Личный исследовательский центр худощавого, с темными,
растрепанными волосами ученого стал для меня персональным адом.
Первый день там до сих пор вспоминается с содроганием. Запах
хлорки, неизвестных препаратов и озона. Всё до скрипа стерильное.
Стояли шкафы с бутылочками и книгами, раковина, один большой стол с
мониторами и бумагами. А в конце комнаты большая клетка, размерами
два на три метра.
Я попыталась дернуться и не смогла. Лежала на кушетке, по рукам
и ногам прикованная металлическими ремнями. Сердце бешено
колотилось. Мама, как же страшно. Паника захлестнула с головой.
Хотелось кричать, только бы выпустили. Но лишь разрыдалась, в
бессильной надежде разорвать оковы. И где обещанная сила оборотня,
когда она так нужна? Где род, который всегда придет на помощь?
В дверь они вошли вместе. Игорь Степанович и Патрик Сорз. Нет,
не так. Хозяин и доктор.
– Не плачь, щеночек – Игорь подошел и провел ладонью по моей
щеке, стирая слезы. – Не бойся. Мне нужно чтобы ты вела себя
хорошо, эти процедуры нам необходимы. Так что успокойся, ты же
хороший оборотень?
В лаборатории я провела несколько месяцев, прежде чем мне дали
передохнуть в доме хозяина. Точное время припомнить не смогу: все
недели и месяцы слились в один сплошной день ада. Думаю, тогда я и
потеряла свои воспоминания, но это не точно. Бояться я устала, так
оказывается, тоже бывает. Я с отвращением и какой-то глупой
надеждой ждала нового дня. Меня поселили в той клетке, на ночь
вкалывая снотворное или приковывая, чтобы не вздумала себе
навредить. Убивать себя не хотелось, но стала думать об убийстве.
Странно, что в мозгу, по сути, еще ребенка, родились такие мысли.

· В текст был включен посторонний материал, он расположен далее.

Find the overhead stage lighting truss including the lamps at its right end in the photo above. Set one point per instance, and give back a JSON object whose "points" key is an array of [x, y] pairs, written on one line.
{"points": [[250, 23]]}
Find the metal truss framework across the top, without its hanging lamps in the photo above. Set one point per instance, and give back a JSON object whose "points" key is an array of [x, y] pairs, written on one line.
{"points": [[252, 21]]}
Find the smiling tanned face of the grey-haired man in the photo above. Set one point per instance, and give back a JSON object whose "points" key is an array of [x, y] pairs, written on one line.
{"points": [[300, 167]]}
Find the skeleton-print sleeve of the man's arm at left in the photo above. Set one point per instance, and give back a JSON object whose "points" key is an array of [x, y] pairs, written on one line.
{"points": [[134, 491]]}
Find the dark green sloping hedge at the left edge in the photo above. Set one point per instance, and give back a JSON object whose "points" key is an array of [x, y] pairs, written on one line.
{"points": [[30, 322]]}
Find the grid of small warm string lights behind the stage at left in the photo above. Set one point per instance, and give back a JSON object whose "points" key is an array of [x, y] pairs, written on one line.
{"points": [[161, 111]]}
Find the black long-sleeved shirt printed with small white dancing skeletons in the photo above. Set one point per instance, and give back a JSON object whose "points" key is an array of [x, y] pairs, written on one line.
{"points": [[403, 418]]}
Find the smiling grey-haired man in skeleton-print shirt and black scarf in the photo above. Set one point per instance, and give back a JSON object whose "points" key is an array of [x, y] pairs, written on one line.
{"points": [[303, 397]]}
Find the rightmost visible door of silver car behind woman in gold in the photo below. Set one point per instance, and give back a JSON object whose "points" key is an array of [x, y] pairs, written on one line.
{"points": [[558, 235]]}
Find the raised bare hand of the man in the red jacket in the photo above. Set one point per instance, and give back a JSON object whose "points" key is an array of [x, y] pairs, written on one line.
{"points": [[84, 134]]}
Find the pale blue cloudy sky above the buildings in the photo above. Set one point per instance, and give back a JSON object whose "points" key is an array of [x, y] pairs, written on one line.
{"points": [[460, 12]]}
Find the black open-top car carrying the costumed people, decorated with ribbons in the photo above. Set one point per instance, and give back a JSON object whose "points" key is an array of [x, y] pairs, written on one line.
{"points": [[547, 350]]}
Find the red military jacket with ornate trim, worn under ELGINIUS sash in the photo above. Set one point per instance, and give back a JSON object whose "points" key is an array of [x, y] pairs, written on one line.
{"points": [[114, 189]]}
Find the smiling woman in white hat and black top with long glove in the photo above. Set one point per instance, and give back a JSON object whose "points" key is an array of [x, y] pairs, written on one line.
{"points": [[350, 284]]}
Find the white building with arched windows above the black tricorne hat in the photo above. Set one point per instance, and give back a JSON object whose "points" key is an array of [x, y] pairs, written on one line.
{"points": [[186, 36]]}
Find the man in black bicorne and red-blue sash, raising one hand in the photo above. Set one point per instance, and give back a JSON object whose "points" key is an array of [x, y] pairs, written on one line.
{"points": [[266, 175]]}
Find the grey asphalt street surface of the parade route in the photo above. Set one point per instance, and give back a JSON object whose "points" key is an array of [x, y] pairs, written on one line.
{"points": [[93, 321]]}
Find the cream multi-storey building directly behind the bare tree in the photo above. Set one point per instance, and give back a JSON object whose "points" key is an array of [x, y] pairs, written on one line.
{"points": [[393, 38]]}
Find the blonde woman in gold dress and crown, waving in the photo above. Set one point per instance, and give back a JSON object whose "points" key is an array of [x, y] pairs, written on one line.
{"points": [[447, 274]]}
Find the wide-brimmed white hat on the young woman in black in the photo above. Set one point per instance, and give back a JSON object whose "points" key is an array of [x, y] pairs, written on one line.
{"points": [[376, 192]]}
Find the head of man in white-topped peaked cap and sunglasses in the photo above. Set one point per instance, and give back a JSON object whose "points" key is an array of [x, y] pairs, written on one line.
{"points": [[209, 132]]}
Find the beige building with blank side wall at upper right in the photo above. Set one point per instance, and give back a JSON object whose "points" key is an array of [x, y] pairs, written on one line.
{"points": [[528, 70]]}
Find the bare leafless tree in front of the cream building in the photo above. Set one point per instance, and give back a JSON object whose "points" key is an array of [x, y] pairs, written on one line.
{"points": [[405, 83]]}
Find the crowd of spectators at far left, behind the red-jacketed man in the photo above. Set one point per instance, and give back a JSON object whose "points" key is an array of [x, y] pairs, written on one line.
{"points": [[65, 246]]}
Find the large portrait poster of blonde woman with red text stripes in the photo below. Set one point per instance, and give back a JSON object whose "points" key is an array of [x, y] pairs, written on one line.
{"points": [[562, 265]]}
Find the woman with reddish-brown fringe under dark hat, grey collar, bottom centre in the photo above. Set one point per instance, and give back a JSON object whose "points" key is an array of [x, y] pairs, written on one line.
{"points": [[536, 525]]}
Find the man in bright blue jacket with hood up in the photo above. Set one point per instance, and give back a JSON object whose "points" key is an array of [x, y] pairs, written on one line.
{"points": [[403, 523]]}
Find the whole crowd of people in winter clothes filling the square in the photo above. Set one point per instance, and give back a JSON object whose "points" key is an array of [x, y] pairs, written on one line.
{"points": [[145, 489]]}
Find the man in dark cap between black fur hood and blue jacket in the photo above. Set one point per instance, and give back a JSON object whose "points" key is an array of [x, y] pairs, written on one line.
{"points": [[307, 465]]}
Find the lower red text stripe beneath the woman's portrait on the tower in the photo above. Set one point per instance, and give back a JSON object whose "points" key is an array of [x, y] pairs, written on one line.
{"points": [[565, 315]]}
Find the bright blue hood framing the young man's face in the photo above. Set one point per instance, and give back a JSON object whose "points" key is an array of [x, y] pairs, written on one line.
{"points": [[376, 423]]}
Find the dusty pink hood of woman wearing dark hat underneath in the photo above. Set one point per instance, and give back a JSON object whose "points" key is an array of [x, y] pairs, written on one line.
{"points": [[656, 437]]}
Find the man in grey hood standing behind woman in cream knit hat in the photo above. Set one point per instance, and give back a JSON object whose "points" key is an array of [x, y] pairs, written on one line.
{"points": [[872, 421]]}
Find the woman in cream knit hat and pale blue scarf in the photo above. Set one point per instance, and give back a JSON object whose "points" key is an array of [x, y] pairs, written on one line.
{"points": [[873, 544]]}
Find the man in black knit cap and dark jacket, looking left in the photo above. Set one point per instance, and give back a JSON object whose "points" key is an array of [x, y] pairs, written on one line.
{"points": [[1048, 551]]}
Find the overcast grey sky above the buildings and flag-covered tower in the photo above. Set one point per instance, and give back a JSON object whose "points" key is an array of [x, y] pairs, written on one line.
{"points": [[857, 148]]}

Но в голове засело четкое желание и мечты о запахе крови двух
определенных личностей.
Сначала доктор не делал ничего страшного: взял анализы крови,
волос, слюны. Потом ему потребовались образцы слизистой. Но потом,
ему стала нужна пункция. То есть анализ спинного мозга. А вот это
уже было больно. Дьявольски больно. Так что на пальцах появились
небольшие коготки, первое проявление моей сути. Их это дико
обрадовало и тут же последовали новые опыты. Я знала, что оборот
должен начаться в четырнадцать, но видимо условия подтолкнули его
начаться раньше на два года.
Каждый анализ брался с периодом в два-три дня. С каждым разом
всё больнее. Плакать я перестала через месяц. По прошествии второго
перестала умолять прекратить, только кричала.